The planes on order for 2008 are the so-called “Dreamliners” or 787 — which used to be called the 7E7 — the name change, according to Wkipedia, has to do with the clout of Boeing’s Chinese customers:
In the end, Boeing claimed it merely stood for “Eight,” after the aircraft was eventually rechristened “787” when several Chinese airlines ordered the product, Eight is a lucky number in many Asian cultures, and it was thought by some that Boeing seized upon this coincidence as a marketing tool.
Anyway, Hu was a big hit over at Boeing, especially after a Boeing employee gave him a baseball hat with the company logo on it:
Hu threw his arm around Dernier’s shoulder as the two posed for photos in matching hats, then surprised the worker with a big American-style hug.

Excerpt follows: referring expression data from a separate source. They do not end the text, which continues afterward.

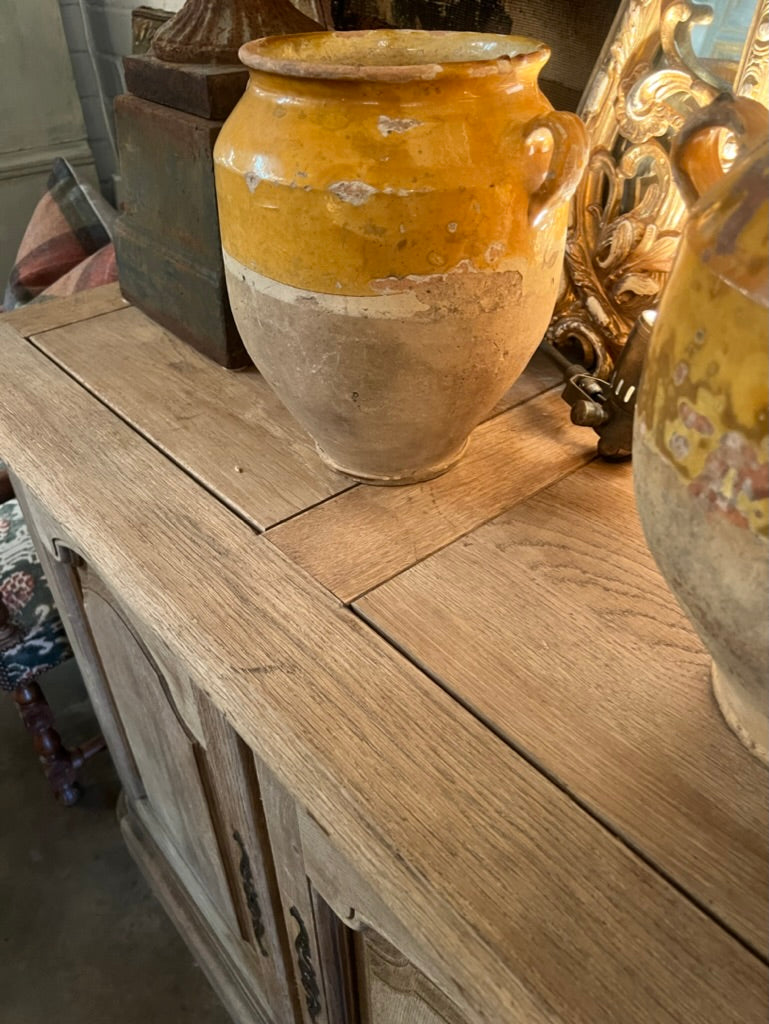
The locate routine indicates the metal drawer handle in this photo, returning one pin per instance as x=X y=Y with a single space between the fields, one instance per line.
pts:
x=252 y=899
x=306 y=971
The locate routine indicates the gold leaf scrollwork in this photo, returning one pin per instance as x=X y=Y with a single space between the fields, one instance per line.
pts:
x=627 y=213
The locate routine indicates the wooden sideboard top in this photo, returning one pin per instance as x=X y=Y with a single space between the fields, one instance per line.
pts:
x=543 y=847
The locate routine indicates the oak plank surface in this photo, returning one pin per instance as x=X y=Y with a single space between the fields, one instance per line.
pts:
x=528 y=903
x=225 y=428
x=362 y=537
x=52 y=313
x=553 y=624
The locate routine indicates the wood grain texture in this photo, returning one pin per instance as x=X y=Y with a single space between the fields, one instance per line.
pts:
x=59 y=312
x=233 y=798
x=350 y=899
x=530 y=905
x=393 y=991
x=281 y=817
x=364 y=537
x=227 y=429
x=164 y=752
x=553 y=624
x=196 y=920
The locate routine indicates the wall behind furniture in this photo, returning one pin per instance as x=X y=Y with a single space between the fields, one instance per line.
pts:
x=40 y=116
x=98 y=34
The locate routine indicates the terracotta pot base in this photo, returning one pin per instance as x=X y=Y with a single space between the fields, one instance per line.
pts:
x=391 y=287
x=748 y=722
x=417 y=476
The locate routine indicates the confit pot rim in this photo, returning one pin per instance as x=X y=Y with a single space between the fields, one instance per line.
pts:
x=256 y=55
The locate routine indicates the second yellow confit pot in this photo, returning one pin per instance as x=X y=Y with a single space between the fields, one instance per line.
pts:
x=393 y=210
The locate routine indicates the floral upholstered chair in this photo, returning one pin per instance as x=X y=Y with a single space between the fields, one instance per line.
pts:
x=67 y=248
x=32 y=642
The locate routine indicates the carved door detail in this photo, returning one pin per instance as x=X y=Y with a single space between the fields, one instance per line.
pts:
x=393 y=991
x=345 y=972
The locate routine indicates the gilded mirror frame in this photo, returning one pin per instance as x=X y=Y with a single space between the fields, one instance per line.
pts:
x=627 y=214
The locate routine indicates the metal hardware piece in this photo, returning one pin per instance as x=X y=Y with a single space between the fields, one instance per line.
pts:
x=607 y=407
x=252 y=899
x=306 y=971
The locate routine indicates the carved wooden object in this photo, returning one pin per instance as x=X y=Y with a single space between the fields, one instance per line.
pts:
x=483 y=793
x=213 y=31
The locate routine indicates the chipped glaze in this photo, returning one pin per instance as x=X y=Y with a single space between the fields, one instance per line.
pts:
x=700 y=452
x=377 y=201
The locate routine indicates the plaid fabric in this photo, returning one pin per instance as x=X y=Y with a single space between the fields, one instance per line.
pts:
x=100 y=268
x=65 y=229
x=40 y=643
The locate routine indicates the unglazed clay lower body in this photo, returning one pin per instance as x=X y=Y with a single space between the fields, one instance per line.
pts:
x=391 y=385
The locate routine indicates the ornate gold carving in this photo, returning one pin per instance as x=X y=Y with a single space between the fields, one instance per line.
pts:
x=627 y=213
x=753 y=80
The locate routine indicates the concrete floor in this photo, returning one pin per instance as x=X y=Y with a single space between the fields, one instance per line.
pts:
x=82 y=939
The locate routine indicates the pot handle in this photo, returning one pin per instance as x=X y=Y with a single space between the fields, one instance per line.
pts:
x=567 y=160
x=694 y=154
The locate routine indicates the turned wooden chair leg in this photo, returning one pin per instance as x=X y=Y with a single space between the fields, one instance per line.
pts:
x=59 y=764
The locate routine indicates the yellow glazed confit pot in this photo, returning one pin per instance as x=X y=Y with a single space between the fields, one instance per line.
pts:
x=393 y=209
x=699 y=452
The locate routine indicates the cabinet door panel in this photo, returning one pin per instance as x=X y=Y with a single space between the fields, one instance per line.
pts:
x=349 y=973
x=165 y=752
x=232 y=788
x=393 y=991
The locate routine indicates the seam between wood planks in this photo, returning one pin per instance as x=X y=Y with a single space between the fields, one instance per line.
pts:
x=552 y=777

As he closed the proceedings, Mulally pumped his fist and shouted, “China rocks!”
Fuck yeah! The Seattle Times, being one of the hometown papers, felt obliged to get some cons in with the pros. Some of the employees were ambivalent:
Miller is concerned about outsourcing. He said people from his work area are training Chinese workers in China. “There’s a lot of animosity,” he said. “People feel very bitter.”

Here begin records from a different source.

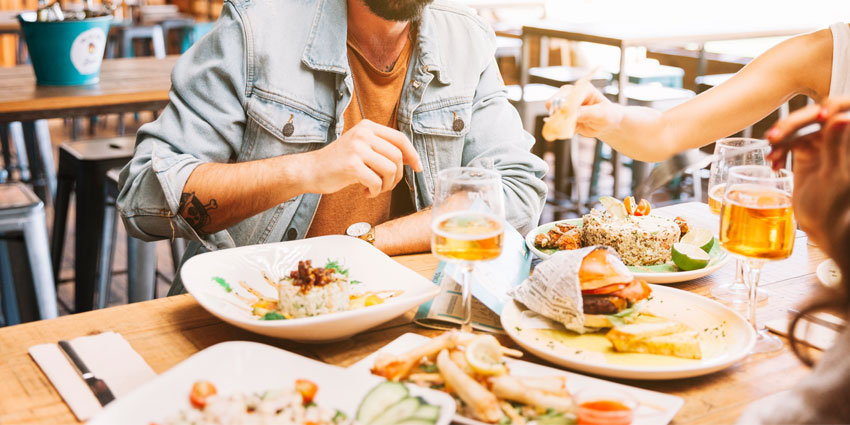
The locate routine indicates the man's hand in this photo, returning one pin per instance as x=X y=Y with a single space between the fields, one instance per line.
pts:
x=821 y=166
x=368 y=153
x=596 y=113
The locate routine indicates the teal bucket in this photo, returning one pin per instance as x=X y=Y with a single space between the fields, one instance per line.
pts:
x=65 y=53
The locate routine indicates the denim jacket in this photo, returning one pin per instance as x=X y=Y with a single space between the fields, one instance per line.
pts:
x=270 y=62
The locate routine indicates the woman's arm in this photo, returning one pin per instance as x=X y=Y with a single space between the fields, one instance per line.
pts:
x=801 y=65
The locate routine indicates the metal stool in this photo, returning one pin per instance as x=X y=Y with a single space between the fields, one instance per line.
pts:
x=567 y=197
x=82 y=167
x=121 y=38
x=141 y=255
x=34 y=155
x=21 y=211
x=688 y=162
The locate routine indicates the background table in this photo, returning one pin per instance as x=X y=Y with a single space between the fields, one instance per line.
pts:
x=166 y=331
x=126 y=85
x=637 y=33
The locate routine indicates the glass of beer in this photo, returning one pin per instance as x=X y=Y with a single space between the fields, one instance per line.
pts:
x=757 y=225
x=729 y=153
x=467 y=224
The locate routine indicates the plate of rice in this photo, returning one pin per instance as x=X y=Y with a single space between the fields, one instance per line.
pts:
x=311 y=290
x=643 y=243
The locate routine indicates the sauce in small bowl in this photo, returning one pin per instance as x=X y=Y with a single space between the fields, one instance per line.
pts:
x=605 y=408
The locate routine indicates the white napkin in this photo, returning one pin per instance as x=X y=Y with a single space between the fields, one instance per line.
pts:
x=813 y=334
x=108 y=355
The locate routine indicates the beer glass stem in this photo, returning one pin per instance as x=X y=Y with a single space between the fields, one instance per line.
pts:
x=752 y=273
x=468 y=268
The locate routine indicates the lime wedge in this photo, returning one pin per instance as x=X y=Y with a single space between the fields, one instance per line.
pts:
x=614 y=206
x=699 y=236
x=689 y=257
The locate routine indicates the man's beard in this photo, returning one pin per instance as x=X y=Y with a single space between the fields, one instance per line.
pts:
x=397 y=10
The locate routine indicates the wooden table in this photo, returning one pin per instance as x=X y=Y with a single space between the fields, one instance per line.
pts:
x=624 y=34
x=126 y=85
x=168 y=330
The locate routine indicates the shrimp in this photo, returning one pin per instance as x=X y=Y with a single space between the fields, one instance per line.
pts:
x=397 y=367
x=545 y=393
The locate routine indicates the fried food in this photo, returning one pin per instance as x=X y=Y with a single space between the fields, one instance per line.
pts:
x=667 y=338
x=562 y=236
x=483 y=404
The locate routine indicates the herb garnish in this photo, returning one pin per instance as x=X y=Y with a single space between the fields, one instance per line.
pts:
x=223 y=283
x=337 y=267
x=273 y=315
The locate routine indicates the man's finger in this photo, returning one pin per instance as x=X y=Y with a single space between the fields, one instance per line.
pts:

Robert Thomas, who has been at Boeing since 1988 and now works on the 777, said before the speeches that “With domestic air carriers failing, if it weren’t for Asian companies buying airplanes, we’d be hurting now.”
He added: “I think most workers here are resigned to the fact that [Boeing] will be building parts in other countries, but we don’t want to lose final assembly here.”
They are resigned because Boeing has made such trends part of their company policy; one of their press releases states:
Today, more than 3,500 Boeing airplanes — one third of Boeing’s world fleet — have major parts and assemblies built in China. Examples of major parts and assemblies built for Boeing by the Chinese industry include the 737 horizontal stabilizer from Shanghai Aircraft Corporation, 737 vertical fin from Xian Aircraft Corporation and 737 tail section modules from Shenyang Aircraft Corporation … Boeing has offered free training to more than 27,000 Chinese aviation professionals since 1993 including pilots, maintenance, flight operations, quality and manufacturing personnel, executives and managers.
Boeing has about 600 million good reasons to do what they are doing; Shanghai Airlines and China Eastern, both Shanghai based, have ordered 24 of these planes between them.